I can’t believe I almost forgot the best thing about the gameplay! Bullet! Your relationship with Bullet is crucial to the game, and depending on how you treat him, the story and the way he acts toward you will change. You can punish him for wandering off (although what monster would do such a thing), pet him, or give him dog treats. He can also sniff out clues and warn you of enemies. Basically, Bullet is the best boy.
Now that all the gameplay is out of the way, I can talk about where the real meat of the game is. The story of Blair Witch is fantastic in so many ways. First of all, Ellis is a genuinely great and dynamic character with a painful past who I wanted the best for (and depending on what ending you get, which there are four of, you may get just that). He’s on a quest for redemption after making several grave mistakes in his past. While he doesn’t have to be searching for Peter, he feels compelled to, like it’s his responsibility. Ellis isn’t a hero, and doesn’t think of himself as one, he’s just a man trying to do right after doing so much wrong.

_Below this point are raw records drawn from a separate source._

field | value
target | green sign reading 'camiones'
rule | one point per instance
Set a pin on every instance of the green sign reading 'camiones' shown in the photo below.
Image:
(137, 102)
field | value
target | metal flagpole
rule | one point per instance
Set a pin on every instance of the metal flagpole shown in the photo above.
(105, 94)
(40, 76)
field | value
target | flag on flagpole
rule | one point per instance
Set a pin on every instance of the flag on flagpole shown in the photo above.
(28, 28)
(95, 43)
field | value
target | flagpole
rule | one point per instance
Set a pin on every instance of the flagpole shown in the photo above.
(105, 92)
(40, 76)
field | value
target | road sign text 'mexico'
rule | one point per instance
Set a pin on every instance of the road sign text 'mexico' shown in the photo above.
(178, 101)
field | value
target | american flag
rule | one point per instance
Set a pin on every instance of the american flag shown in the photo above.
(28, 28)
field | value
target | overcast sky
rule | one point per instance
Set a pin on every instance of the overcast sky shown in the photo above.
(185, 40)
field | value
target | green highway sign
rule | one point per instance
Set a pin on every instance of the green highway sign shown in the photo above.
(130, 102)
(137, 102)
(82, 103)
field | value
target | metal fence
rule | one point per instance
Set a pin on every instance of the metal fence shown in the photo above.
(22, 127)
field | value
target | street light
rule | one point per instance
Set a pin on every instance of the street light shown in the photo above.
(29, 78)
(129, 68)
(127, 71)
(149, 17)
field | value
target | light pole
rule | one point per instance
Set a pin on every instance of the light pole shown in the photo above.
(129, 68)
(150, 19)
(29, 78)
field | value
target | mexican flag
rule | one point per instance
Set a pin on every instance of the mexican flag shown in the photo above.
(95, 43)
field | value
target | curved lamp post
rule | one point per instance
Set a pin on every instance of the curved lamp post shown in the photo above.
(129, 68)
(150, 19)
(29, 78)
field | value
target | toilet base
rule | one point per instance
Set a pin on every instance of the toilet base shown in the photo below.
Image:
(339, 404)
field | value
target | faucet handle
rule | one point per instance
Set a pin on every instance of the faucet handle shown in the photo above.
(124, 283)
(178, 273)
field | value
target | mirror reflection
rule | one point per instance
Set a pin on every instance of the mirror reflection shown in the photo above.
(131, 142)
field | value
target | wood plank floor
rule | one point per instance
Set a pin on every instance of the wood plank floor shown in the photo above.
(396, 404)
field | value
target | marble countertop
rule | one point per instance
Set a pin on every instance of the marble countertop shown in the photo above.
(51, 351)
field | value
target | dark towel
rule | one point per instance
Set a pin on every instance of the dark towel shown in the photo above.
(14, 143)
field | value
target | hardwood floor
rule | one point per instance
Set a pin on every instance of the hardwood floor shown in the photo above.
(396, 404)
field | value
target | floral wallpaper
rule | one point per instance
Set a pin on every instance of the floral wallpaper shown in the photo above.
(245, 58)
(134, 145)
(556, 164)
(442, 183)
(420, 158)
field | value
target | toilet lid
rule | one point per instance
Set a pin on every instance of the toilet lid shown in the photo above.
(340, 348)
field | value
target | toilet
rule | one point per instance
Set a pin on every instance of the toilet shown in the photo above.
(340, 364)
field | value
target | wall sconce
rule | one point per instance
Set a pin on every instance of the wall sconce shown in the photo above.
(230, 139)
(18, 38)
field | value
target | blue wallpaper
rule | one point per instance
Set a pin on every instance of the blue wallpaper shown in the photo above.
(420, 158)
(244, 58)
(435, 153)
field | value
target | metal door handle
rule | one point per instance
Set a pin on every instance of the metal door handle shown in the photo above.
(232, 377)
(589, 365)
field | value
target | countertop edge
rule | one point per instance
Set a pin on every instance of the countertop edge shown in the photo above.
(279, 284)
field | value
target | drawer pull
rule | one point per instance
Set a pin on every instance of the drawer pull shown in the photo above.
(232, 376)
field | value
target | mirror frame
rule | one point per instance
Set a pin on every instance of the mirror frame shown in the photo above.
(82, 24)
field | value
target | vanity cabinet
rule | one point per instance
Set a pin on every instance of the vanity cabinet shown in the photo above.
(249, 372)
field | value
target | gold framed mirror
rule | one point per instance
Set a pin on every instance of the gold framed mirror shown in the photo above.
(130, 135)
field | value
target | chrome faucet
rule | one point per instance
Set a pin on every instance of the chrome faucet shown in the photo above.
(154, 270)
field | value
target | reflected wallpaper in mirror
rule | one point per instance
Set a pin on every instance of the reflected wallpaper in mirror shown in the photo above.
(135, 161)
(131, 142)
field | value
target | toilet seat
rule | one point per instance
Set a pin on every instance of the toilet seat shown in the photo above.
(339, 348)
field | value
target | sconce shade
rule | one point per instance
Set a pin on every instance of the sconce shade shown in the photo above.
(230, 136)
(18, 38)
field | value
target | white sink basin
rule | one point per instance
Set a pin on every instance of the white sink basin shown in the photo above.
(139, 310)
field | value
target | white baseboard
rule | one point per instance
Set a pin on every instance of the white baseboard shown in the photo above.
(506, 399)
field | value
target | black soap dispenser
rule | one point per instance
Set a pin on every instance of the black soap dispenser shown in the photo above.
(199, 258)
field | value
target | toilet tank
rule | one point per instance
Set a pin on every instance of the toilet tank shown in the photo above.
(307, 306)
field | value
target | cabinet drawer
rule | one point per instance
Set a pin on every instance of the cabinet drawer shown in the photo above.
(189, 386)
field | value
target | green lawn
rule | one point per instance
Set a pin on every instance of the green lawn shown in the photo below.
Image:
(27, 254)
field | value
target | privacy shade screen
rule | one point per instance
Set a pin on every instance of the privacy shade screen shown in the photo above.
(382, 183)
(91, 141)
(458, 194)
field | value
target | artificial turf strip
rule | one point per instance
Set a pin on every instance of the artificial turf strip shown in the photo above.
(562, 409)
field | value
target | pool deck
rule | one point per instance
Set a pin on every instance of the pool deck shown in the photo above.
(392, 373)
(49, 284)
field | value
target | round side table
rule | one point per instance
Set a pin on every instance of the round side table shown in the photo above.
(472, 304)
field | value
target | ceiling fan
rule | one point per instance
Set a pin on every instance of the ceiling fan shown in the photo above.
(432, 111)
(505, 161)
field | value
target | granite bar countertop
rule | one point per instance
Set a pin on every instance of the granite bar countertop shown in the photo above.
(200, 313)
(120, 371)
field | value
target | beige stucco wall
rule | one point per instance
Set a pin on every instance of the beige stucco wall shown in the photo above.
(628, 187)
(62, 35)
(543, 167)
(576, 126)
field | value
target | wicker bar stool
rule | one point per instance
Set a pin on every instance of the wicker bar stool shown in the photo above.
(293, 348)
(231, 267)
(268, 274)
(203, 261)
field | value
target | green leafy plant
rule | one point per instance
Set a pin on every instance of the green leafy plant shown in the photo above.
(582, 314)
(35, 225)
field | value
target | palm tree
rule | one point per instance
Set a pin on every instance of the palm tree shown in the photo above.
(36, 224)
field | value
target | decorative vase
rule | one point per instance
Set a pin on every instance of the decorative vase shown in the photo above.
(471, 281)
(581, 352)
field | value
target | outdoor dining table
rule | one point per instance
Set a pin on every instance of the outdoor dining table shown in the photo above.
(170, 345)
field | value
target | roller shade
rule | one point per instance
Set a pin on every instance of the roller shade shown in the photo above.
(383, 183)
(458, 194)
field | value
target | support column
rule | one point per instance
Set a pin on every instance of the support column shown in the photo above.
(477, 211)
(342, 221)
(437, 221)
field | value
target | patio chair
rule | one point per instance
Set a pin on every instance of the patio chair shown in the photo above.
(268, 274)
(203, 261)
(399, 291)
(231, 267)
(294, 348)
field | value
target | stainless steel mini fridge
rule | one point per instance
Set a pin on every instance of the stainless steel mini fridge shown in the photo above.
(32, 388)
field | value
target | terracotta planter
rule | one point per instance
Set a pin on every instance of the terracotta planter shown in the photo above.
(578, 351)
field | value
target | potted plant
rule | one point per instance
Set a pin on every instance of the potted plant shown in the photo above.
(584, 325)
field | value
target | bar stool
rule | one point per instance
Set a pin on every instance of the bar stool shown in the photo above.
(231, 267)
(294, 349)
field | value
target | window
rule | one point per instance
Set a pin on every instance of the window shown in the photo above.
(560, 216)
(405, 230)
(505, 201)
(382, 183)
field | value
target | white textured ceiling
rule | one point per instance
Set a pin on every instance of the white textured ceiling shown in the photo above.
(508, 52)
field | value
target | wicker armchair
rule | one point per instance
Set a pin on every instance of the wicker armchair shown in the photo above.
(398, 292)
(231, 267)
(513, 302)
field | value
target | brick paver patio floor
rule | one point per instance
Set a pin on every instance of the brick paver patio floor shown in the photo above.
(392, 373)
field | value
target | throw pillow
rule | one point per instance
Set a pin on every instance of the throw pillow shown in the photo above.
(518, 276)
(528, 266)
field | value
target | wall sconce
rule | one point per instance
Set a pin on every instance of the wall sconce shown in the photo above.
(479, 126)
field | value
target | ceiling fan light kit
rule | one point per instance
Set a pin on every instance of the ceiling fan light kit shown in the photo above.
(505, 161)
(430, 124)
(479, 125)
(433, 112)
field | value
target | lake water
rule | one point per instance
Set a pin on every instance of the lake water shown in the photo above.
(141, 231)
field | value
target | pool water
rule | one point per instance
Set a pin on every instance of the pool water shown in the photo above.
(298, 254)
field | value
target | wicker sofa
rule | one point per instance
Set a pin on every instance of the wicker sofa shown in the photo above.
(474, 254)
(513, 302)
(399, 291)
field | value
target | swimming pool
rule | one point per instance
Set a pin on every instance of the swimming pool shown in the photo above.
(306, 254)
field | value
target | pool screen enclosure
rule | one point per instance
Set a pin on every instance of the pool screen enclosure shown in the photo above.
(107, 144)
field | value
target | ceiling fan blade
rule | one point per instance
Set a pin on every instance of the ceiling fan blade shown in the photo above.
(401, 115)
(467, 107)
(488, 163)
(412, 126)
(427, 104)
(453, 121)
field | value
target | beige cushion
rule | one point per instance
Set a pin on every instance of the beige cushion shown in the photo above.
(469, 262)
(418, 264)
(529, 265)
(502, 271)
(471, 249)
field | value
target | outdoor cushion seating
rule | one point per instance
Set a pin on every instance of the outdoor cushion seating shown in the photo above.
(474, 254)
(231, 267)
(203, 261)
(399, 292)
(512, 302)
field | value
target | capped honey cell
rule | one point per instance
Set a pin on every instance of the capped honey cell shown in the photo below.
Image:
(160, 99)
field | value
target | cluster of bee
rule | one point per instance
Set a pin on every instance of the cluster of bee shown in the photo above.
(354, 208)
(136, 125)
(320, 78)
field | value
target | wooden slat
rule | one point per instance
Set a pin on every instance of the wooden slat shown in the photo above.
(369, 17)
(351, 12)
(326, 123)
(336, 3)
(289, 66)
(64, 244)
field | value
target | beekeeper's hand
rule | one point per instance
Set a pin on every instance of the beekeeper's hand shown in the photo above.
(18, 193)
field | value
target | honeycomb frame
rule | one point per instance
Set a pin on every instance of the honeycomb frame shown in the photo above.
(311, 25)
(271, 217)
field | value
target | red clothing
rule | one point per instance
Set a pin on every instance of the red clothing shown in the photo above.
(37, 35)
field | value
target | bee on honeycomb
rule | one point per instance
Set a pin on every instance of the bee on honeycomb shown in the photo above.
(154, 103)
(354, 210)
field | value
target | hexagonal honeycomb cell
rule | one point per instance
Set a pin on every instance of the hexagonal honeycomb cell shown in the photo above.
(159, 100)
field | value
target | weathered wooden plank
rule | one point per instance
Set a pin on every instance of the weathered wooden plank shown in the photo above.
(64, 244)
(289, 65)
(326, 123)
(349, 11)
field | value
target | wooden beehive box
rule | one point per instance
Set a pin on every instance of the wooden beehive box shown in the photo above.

The relationship between Ellis and his wife is a big part of the game, but the more interesting relationship is the one between him and the Blair Witch. What this game really nails is the witch herself. I think that as far as horror goes we tend not to give the Blair Witch the credit she deserves. She isn’t a creature, an entity, or anything tangible, she is evil incarnate and the game never let’s you forget that. She uses Ellis’s PTSD as a way to turn his brain inside out warping his reality and clouding his judgment. I don’t think there’s been a game since maybe Spec Ops: The Line (2012) that really understands how lonely, controlling, and debilitating mental illness can be especially when you’re constantly being gaslight by an abuser, which is basically what the Blair Witch is. She wants Ellis, and in turn you, to eat out of her hand and do her bidding, she wants both of you to feel hopeless and like you have no control over your situation.
This leads me to my last thing to gush over, the fact that you do have a choice. As I said before, there are four different endings, and depending on what actions you take, the ending changes giving the game more replayability. The choices aren’t binary either, they’re little things throughout the game that add up. Things such as how much love you give Bullet or whether or not you destroy those creepy stick things laying around everywhere. It’s almost as if it’s less that you’re at the mercy of the Blair Witch and more that you’re at the mercy of yourself. That to me is a perfect example of psychological horror done right.
Blair Witch isn’t one of those games that you should just watch a Let’s Play of on YouTube, even if the gameplay may be the weakest bit. This is a game where your experience as a player, and your hands on the controller or the keyboard, are essential to how the game resonates with you. For 30 bucks this game is almost a steal and is worth every dollar spent.